The much bigger win for me, however, is that Materialize lets you decommission those portions of your data stack devoted to listening for changes on your data sources. You can do things like this natively:
CREATE SOURCE click_events FROM KAFKA BROKER 'localhost:9092' TOPIC 'click_events' FORMAT AVRO USING CONFLUENT SCHEMA REGISTRY 'http://localhost:8081';
Your DB is now “aware” of a data source that it can use to construct auto-updating materialized views. This native “piping” feels even more magical to me than auto-updating views. If you’re running, say, serverless functions or Heron jobs or Flink pipelines that do nothing more than listen here and write an
INSERT statement there, Materialize will enable you to unceremoniously cut out that part of your stack.
Questions for the project
- Why a separate DB and not a Postgres extension?
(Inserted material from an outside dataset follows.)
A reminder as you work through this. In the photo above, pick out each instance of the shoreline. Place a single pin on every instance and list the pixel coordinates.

I’m sure there are good architectural reasons for why an extension wouldn’t cut it here but I’d love to know what that is.
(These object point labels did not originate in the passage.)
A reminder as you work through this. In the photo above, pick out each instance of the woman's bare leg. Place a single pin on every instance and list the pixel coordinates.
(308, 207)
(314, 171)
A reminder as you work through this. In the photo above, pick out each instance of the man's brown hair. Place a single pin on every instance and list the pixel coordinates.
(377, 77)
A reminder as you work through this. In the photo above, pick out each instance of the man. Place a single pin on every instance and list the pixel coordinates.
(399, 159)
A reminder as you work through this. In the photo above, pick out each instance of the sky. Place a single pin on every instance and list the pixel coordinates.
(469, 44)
- How easy is it to build extensions for other data sources? How could I write, for example, an extension for Apache Pulsar? Do you plan on exposing an API for this to developers?
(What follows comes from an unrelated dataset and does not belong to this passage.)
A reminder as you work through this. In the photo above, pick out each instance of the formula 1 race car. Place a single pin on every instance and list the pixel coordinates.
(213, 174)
The Golden Path for using Prisma goes something like this:
- Define your application-level data types using Prisma’s schema SDL
- Generate highly idiomatic code for your language of choice out of your created schema
- Get busy creating REST APIs, GraphQL APIs, and whatever else you want to build
Overall, I do understand the hesitance that some might have toward something like Prisma. A large subset of devs don’t want the database abstracted away. They don’t want clever DSLs and GUIs. They want to write plain SQL and they want to handcraft all their DB interaction code. I completely understand the desire to retain that degree of control, but I would nonetheless encourage you to spend 20-30 minutes giving Prisma a try. I think it does a very good job of carefully sailing between the Scylla of too much sugar and the Charybdis of raw SQL.
- Prisma Client enables you to define your desired data types using a specialized schema SDL that generates code for you. Even the connection information for your database disappears from your application code and into the generated code.
- Prisma Migrate enables you to define DB migrations declaratively (rather than imperatively as with SQL). The messy details of how the DB gets from state
Bare hidden from view.
- Prisma Studio is a visual editor that essentially provides a GUI over the other Prisma tools.
What I like most
The Prisma schema DSL is a way of defining not only the data types you need for your application but also which code generator you want to use and connection information for the DB you’re connecting to.
Plus, it provides enums, convenient annotations like
@default. It’s reminiscent of both the DB migration DSLs from ActiveRecord and Ecto and also IDLs like those used by Protocol Buffers and Thrift.
I’d really love to see the Prisma schema SDL or something like it adopted as a language-neutral standard (consumable by language-specific libraries). The status quo is that every programming language reinvents the wheel. I think it’d be beneficial to have a language-agnostic way of defining those types that define the relationship between the application and the DB.
On a related note, a quick shoutout to Prisma’s exceedingly beautiful documentation. I absolutely consider this a feature and if your docs don’t belong in the “what I like most” section of a blog post then you should invest more resources into tech writing.
Questions for the project
- Would Prisma also be useful in languages that already have widely used ORMs? If I’m using ActiveRecord for Ruby or Ecto for Elixir, what’s my incentive to switch?
- This is awkward, but why is Prisma a company? I don’t know how to pay you money and I don’t know what that money would be for 🤷🏼♂️ I like free stuff so I’ll take it but I’d love to hear where this is all going.